Step 1: Calculation of Mean ($\bar{x}$)
We use the Assumed Mean Method. Let the assumed mean $a = 11.5$. The class size $h = 3$.
| Class Interval | Frequency ($f_i$) | Class Mark ($x_i$) | $d_i = x_i - a$ | $u_i = \frac{x_i - a}{h}$ | $f_i u_i$ |
|---|---|---|---|---|---|
| 1-4 | 6 | 2.5 | -9 | -3 | -18 |
| 4-7 | 30 | 5.5 | -6 | -2 | -60 |
| 7-10 | 40 | 8.5 | -3 | -1 | -40 |
| 10-13 | 16 | 11.5 | 0 | 0 | 0 |
| 13-16 | 4 | 14.5 | 3 | 1 | 4 |
| 16-19 | 4 | 17.5 | 6 | 2 | 8 |
| Total | $\sum f_i = 100$ | - | - | - | $\sum f_i u_i = -106$ |
Formula for Mean: $\bar{x} = a + \left( \frac{\sum f_i u_i}{\sum f_i} \right) \times h$
$\bar{x} = 11.5 + \left( \frac{-106}{100} \right) \times 3 = 11.5 - 3.18 = 8.32$
Step 2: Calculation of Median
Total frequency $N = 100$. So, $N/2 = 50$.
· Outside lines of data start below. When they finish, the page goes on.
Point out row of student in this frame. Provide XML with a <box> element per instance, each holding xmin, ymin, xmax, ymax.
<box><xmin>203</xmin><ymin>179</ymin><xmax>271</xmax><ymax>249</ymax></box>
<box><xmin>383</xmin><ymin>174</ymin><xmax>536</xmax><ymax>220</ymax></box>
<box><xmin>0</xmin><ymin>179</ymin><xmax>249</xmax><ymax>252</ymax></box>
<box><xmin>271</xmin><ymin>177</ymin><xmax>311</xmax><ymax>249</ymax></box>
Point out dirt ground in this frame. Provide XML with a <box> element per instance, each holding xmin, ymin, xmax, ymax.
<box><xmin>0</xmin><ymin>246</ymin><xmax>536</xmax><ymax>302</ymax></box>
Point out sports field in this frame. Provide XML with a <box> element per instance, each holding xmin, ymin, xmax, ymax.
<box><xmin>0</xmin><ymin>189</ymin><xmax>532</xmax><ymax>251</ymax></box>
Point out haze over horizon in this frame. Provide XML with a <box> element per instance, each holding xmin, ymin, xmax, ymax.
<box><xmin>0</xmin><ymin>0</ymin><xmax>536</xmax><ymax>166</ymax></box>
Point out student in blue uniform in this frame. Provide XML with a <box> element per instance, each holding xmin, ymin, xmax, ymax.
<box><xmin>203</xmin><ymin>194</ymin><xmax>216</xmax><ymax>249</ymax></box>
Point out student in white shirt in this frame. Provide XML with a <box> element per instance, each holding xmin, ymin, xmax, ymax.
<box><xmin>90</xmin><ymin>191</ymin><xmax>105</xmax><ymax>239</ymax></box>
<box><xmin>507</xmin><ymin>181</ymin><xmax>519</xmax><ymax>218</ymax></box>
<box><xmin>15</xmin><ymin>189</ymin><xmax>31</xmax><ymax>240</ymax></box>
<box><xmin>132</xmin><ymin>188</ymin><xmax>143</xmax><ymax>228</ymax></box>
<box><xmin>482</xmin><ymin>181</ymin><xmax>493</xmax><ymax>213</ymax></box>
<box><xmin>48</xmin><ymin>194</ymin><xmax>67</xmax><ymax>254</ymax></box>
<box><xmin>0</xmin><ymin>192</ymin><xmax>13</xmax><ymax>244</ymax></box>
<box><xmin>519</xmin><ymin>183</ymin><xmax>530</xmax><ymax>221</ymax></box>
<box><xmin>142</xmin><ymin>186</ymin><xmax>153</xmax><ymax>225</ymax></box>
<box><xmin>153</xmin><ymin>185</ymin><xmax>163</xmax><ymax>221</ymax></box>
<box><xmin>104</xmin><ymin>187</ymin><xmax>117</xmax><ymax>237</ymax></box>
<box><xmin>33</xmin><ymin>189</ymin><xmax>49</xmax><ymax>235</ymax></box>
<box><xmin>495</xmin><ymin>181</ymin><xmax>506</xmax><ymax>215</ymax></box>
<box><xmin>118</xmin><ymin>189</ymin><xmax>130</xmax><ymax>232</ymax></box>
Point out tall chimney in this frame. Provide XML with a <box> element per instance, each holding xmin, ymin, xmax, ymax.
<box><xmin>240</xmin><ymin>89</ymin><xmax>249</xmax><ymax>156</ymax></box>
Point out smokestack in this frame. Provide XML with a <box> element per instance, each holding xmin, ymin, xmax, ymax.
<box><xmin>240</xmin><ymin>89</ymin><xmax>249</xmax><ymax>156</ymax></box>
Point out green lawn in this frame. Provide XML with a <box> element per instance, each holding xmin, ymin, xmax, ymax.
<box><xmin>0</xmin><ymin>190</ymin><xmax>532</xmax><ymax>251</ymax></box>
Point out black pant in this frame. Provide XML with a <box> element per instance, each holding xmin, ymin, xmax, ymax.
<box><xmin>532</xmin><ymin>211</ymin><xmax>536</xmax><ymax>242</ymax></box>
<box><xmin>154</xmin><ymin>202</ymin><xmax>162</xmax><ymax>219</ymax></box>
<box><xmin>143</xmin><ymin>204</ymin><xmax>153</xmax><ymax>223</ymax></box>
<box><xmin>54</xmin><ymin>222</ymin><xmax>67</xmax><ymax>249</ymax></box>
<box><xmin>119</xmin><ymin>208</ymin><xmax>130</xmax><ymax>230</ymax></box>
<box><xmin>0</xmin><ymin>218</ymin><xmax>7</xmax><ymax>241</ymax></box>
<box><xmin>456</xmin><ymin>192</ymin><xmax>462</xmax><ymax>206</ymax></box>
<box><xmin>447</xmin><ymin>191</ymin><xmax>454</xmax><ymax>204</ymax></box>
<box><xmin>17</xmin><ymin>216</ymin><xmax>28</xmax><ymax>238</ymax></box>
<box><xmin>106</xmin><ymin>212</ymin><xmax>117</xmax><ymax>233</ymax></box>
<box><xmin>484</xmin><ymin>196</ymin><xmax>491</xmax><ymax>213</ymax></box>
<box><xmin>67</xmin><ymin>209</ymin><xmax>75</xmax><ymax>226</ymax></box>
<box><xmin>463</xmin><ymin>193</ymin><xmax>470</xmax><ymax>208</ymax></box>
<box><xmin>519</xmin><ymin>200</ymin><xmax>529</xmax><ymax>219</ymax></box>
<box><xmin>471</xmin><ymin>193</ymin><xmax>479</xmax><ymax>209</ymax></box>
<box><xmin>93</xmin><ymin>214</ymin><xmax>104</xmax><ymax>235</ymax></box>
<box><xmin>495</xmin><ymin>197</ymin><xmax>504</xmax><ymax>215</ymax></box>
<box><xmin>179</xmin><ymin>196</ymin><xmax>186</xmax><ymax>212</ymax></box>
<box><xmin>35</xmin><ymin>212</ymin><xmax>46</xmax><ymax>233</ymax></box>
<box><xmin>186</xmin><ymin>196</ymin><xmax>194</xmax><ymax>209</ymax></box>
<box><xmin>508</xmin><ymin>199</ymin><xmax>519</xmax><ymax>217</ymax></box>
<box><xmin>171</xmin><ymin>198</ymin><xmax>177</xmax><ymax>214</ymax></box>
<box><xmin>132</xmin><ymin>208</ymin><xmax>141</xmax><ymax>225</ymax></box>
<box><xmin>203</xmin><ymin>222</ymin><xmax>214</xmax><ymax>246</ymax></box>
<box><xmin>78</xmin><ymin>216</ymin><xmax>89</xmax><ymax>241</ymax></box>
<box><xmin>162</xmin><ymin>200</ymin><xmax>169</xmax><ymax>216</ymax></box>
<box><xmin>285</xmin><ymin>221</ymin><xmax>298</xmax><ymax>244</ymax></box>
| Class Interval | Frequency ($f_i$) | Cumulative Frequency ($cf$) |
|---|---|---|
| 1-4 | 6 | 6 |
| 4-7 | 30 | 36 |
| 7-10 | 40 | 76 |
The cumulative frequency just greater than 50 is 76, so the median class is $7-10$.
Lower limit ($l$) = 7, $cf$ of preceding class = 36, $f$ of median class = 40, $h = 3$.
Median = $l + \left( \frac{N/2 - cf}{f} \right) \times h = 7 + \left( \frac{50 - 36}{40} \right) \times 3 = 7 + \left( \frac{14}{40} \right) \times 3 = 7 + 1.05 = 8.05$
Step 3: Calculation of Mode
The modal class is the class with the highest frequency, which is $7-10$ ($f_1 = 40$).
$l = 7, f_1 = 40, f_0 = 30, f_2 = 16, h = 3$.
Mode = $l + \left( \frac{f_1 - f_0}{2f_1 - f_0 - f_2} \right) \times h = 7 + \left( \frac{40 - 30}{2(40) - 30 - 16} \right) \times 3$
Mode = $7 + \left( \frac{10}{80 - 46} \right) \times 3 = 7 + \left( \frac{10}{34} \right) \times 3 = 7 + 0.88 = 7.88$
Final Answer: The Mean number of letters is 8.32, the Median is 8.05, and the Mode is 7.88.